In the article, a Kansas behavioral health executive warned that the order moves things “back 35–40 years.” This would bring the U.S. back to a time before it spent tens of billions of dollars annually on subsidized housing programs that have failed to reduce the number of people on the street. It was before the wave of cheap, potent, psychosis-inducing drugs—methamphetamine, fentanyl, and synthetic opioids—flooded communities. In the 1980s, those needing assistance were expected to take steps toward sobriety, employment, and stability. They were not allowed to pitch a tent anywhere they chose. The result? Fewer needles in public parks, fewer addicts breaking into homes and businesses, and less visible disorder. That is not the regression the author would like you to believe; it is a return to accountability.

Progress That Cannot Be Defined

Service providers quoted in the article warn about “decades of progress” being unraveled—yet they never define what that progress is. If progress means more taxpayer-funded housing vouchers without reductions in street homelessness. In that case, more untreated mental illness and addiction left to fester, and more bureaucracy sustaining jobs in nonprofit organizations producing poor outcomes, then yes, this order challenges that definition. If there is measurable, positive progress attributable to the current system, advocates should highlight it. They don’t because they can’t. The data speaks for itself: despite billions annually in federal spending, unsheltered homelessness has risen by roughly 30 percent from 2015 to 2020.1 If that is success, what would failure look like?

Where Will People Go?

Critics ask, “Where will people go?” as though the executive order itself must build facilities, camps, and treatment centers. But that is a question for states, not the federal government. The President has led where he can: redirecting federal funds, removing bureaucratic barriers like the Housing First mandate, and encouraging treatment, order, and accountability. It is now up to states and cities to seize the opportunity this order creates. They must build safe, sanctioned camping areas, expand psychiatric facilities, and increase rehabilitation programs.

Making every homeless person a federal responsibility is precisely a recipe for dysfunction, as we have seen over the last two decades. The federal role is not to micromanage, but to stop subsidizing failure and reward results. This executive order reverses that mistake by empowering states to innovate.

Treatment Over Abandonment

Opponents warn that expanding criteria for involuntary treatment is a return to punitive institutionalization. In reality, many of the most vulnerable are already institutionalized, either in jails or cycling through ER wards. Leaving someone with untreated schizophrenia to deteriorate on a sidewalk, or an addict to overdose repeatedly in public, is not compassion–it is neglect. The EO’s call for expanded treatment beds and assisted outpatient programs recognizes that sometimes intervention is the most humane course of action.

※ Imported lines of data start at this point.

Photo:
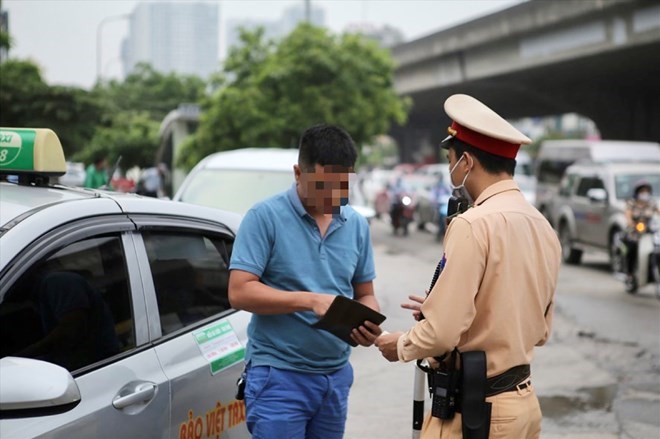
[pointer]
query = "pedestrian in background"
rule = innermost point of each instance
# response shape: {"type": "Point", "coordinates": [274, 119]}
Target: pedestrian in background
{"type": "Point", "coordinates": [294, 253]}
{"type": "Point", "coordinates": [96, 174]}
{"type": "Point", "coordinates": [152, 181]}
{"type": "Point", "coordinates": [495, 292]}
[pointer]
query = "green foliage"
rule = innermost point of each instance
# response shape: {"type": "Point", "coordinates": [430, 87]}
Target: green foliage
{"type": "Point", "coordinates": [131, 135]}
{"type": "Point", "coordinates": [272, 91]}
{"type": "Point", "coordinates": [27, 101]}
{"type": "Point", "coordinates": [147, 90]}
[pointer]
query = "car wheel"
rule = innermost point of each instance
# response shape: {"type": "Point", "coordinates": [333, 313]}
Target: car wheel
{"type": "Point", "coordinates": [569, 254]}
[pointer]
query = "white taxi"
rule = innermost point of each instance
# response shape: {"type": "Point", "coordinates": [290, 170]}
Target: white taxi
{"type": "Point", "coordinates": [114, 318]}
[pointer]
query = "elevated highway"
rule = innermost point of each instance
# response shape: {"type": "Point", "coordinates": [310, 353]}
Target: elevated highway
{"type": "Point", "coordinates": [597, 58]}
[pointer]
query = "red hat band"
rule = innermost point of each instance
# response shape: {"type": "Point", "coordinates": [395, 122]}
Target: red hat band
{"type": "Point", "coordinates": [485, 143]}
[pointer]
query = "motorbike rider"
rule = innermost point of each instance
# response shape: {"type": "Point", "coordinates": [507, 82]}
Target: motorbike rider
{"type": "Point", "coordinates": [396, 193]}
{"type": "Point", "coordinates": [640, 208]}
{"type": "Point", "coordinates": [439, 194]}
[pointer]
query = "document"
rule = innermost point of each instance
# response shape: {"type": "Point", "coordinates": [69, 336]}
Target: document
{"type": "Point", "coordinates": [346, 314]}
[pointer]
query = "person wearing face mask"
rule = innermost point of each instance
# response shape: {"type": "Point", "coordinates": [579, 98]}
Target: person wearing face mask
{"type": "Point", "coordinates": [640, 208]}
{"type": "Point", "coordinates": [493, 299]}
{"type": "Point", "coordinates": [294, 253]}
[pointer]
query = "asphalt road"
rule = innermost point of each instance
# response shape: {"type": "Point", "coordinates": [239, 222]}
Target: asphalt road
{"type": "Point", "coordinates": [612, 335]}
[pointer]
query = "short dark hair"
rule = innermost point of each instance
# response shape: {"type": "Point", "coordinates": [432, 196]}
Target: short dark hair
{"type": "Point", "coordinates": [493, 164]}
{"type": "Point", "coordinates": [326, 145]}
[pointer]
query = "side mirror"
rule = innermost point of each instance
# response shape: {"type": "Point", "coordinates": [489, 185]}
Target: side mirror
{"type": "Point", "coordinates": [31, 388]}
{"type": "Point", "coordinates": [597, 195]}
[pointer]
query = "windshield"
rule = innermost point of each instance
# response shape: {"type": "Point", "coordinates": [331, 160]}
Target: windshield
{"type": "Point", "coordinates": [235, 190]}
{"type": "Point", "coordinates": [626, 182]}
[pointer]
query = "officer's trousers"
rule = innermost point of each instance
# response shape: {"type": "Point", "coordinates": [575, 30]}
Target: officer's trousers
{"type": "Point", "coordinates": [515, 414]}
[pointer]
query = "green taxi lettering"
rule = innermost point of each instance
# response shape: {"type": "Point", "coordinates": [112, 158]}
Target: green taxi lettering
{"type": "Point", "coordinates": [17, 149]}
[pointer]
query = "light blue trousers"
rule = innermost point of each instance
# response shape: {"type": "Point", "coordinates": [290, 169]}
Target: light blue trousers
{"type": "Point", "coordinates": [293, 405]}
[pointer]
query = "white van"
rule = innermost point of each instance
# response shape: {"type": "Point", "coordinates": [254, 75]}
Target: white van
{"type": "Point", "coordinates": [556, 155]}
{"type": "Point", "coordinates": [236, 180]}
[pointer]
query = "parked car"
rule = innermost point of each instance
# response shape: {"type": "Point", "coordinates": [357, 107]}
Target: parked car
{"type": "Point", "coordinates": [236, 180]}
{"type": "Point", "coordinates": [114, 314]}
{"type": "Point", "coordinates": [590, 205]}
{"type": "Point", "coordinates": [426, 207]}
{"type": "Point", "coordinates": [556, 155]}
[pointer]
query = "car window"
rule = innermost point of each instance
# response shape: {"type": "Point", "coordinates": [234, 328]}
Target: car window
{"type": "Point", "coordinates": [567, 185]}
{"type": "Point", "coordinates": [551, 171]}
{"type": "Point", "coordinates": [587, 183]}
{"type": "Point", "coordinates": [235, 190]}
{"type": "Point", "coordinates": [190, 274]}
{"type": "Point", "coordinates": [625, 183]}
{"type": "Point", "coordinates": [72, 308]}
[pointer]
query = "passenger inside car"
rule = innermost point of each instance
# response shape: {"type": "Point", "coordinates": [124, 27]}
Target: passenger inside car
{"type": "Point", "coordinates": [76, 324]}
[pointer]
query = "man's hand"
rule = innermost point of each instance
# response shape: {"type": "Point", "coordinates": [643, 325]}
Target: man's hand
{"type": "Point", "coordinates": [416, 306]}
{"type": "Point", "coordinates": [386, 344]}
{"type": "Point", "coordinates": [366, 335]}
{"type": "Point", "coordinates": [321, 303]}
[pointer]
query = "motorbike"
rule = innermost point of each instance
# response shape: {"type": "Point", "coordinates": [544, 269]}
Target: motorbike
{"type": "Point", "coordinates": [648, 256]}
{"type": "Point", "coordinates": [401, 212]}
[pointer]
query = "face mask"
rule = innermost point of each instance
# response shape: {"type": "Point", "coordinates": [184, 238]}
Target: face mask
{"type": "Point", "coordinates": [460, 198]}
{"type": "Point", "coordinates": [459, 190]}
{"type": "Point", "coordinates": [644, 196]}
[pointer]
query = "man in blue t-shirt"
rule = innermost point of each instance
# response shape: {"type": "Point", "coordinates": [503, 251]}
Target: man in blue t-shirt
{"type": "Point", "coordinates": [294, 253]}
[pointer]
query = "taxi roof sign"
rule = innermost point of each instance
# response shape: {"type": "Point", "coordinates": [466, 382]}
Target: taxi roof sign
{"type": "Point", "coordinates": [35, 151]}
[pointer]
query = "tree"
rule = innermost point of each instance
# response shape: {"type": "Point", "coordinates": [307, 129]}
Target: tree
{"type": "Point", "coordinates": [272, 91]}
{"type": "Point", "coordinates": [132, 135]}
{"type": "Point", "coordinates": [27, 101]}
{"type": "Point", "coordinates": [145, 89]}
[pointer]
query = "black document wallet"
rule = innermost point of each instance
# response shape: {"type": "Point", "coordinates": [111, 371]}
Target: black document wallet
{"type": "Point", "coordinates": [346, 314]}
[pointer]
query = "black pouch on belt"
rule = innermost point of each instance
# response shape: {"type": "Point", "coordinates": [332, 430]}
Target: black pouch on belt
{"type": "Point", "coordinates": [475, 411]}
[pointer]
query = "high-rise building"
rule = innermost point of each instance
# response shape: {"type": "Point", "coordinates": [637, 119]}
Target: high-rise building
{"type": "Point", "coordinates": [275, 28]}
{"type": "Point", "coordinates": [173, 37]}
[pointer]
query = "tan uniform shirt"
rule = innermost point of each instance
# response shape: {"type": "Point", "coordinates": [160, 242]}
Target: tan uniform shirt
{"type": "Point", "coordinates": [496, 290]}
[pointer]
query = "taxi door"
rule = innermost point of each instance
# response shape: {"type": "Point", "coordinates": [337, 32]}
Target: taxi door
{"type": "Point", "coordinates": [199, 339]}
{"type": "Point", "coordinates": [126, 394]}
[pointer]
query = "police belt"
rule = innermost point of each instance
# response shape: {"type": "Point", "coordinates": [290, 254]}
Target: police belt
{"type": "Point", "coordinates": [507, 381]}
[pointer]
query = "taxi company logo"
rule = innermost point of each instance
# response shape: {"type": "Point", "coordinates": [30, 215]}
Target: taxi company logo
{"type": "Point", "coordinates": [10, 147]}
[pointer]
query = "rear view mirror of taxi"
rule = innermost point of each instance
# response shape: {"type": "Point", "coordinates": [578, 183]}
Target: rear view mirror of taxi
{"type": "Point", "coordinates": [25, 151]}
{"type": "Point", "coordinates": [35, 388]}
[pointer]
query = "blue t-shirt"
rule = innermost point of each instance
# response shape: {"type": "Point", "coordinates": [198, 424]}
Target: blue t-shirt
{"type": "Point", "coordinates": [281, 243]}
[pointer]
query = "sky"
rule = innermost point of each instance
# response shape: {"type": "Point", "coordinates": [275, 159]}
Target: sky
{"type": "Point", "coordinates": [61, 36]}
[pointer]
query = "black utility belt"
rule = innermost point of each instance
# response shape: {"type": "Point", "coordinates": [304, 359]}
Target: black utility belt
{"type": "Point", "coordinates": [507, 381]}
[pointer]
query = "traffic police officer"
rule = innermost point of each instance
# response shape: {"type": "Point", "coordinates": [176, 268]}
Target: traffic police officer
{"type": "Point", "coordinates": [500, 266]}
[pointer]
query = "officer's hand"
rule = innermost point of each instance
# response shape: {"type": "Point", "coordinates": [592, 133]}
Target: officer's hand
{"type": "Point", "coordinates": [415, 307]}
{"type": "Point", "coordinates": [366, 335]}
{"type": "Point", "coordinates": [387, 345]}
{"type": "Point", "coordinates": [321, 303]}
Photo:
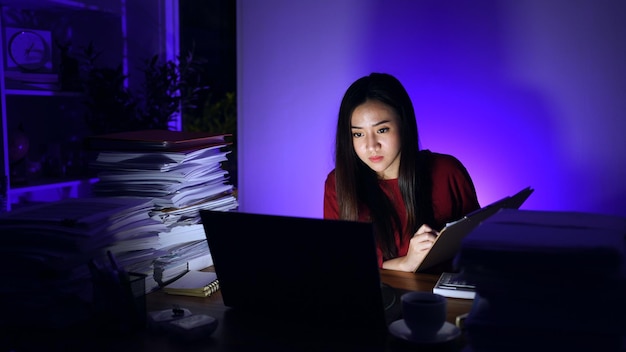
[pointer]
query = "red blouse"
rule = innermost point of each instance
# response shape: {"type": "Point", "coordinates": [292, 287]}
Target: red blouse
{"type": "Point", "coordinates": [453, 197]}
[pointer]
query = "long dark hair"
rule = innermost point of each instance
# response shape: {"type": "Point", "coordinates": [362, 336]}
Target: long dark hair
{"type": "Point", "coordinates": [357, 184]}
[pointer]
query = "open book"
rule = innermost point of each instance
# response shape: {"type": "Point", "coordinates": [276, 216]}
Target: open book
{"type": "Point", "coordinates": [448, 242]}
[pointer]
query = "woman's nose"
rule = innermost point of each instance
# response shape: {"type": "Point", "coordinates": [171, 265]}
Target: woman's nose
{"type": "Point", "coordinates": [372, 143]}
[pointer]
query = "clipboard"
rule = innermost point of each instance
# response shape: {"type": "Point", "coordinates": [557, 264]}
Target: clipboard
{"type": "Point", "coordinates": [449, 240]}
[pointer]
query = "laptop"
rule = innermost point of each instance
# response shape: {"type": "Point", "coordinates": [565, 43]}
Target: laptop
{"type": "Point", "coordinates": [317, 280]}
{"type": "Point", "coordinates": [448, 243]}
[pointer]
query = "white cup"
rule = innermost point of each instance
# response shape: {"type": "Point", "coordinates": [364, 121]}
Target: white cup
{"type": "Point", "coordinates": [424, 313]}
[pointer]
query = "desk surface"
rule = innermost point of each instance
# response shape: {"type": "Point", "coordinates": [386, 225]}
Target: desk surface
{"type": "Point", "coordinates": [227, 339]}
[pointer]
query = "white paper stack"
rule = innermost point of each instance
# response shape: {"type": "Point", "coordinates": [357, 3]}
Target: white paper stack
{"type": "Point", "coordinates": [549, 280]}
{"type": "Point", "coordinates": [181, 173]}
{"type": "Point", "coordinates": [46, 252]}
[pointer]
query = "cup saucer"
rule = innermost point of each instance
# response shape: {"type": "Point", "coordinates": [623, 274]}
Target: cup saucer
{"type": "Point", "coordinates": [447, 332]}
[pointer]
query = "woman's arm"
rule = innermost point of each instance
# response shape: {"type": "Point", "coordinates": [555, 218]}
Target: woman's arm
{"type": "Point", "coordinates": [419, 245]}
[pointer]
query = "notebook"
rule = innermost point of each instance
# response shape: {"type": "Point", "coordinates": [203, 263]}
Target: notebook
{"type": "Point", "coordinates": [318, 277]}
{"type": "Point", "coordinates": [448, 242]}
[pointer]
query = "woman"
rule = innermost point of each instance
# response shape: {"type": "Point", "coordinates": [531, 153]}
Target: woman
{"type": "Point", "coordinates": [381, 175]}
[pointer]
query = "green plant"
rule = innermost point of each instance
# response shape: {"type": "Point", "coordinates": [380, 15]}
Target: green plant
{"type": "Point", "coordinates": [110, 105]}
{"type": "Point", "coordinates": [169, 88]}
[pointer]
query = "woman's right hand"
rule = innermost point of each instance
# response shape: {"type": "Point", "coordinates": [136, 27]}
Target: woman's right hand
{"type": "Point", "coordinates": [421, 243]}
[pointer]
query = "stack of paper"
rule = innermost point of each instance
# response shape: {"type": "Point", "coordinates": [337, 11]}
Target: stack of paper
{"type": "Point", "coordinates": [46, 251]}
{"type": "Point", "coordinates": [551, 279]}
{"type": "Point", "coordinates": [181, 173]}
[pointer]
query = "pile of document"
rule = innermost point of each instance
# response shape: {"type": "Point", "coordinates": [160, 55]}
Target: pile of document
{"type": "Point", "coordinates": [181, 172]}
{"type": "Point", "coordinates": [47, 250]}
{"type": "Point", "coordinates": [546, 280]}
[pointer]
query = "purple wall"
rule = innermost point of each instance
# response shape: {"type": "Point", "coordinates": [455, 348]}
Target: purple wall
{"type": "Point", "coordinates": [524, 93]}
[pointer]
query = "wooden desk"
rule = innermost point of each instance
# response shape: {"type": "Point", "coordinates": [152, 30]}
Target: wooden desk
{"type": "Point", "coordinates": [213, 306]}
{"type": "Point", "coordinates": [226, 337]}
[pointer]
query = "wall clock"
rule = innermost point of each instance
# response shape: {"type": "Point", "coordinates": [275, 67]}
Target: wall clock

A Necessary Course Correction

Christine English-Baird’s journey demonstrates that recovery is possible, but also that it does not happen through government programs. In her case, it was personal responsibility, sobriety, and the help of a friend. That lesson should guide us. The President’s order is not about turning back the clock; it is about turning the page on decades of ineffective policy. For too long, ideology has dominated federal homelessness strategies. Housing First, despite good intentions, has failed. The executive order acknowledges reality: untreated mental illness and addiction drive homelessness, permissive policies erode public trust, and accountability must be restored. The path forward is not criminalization, nor is it the status quo of managed, taxpayer-funded decline. It is a pragmatic blend of treatment, responsibility, safety, and compassion. That is precisely what the executive order envisions.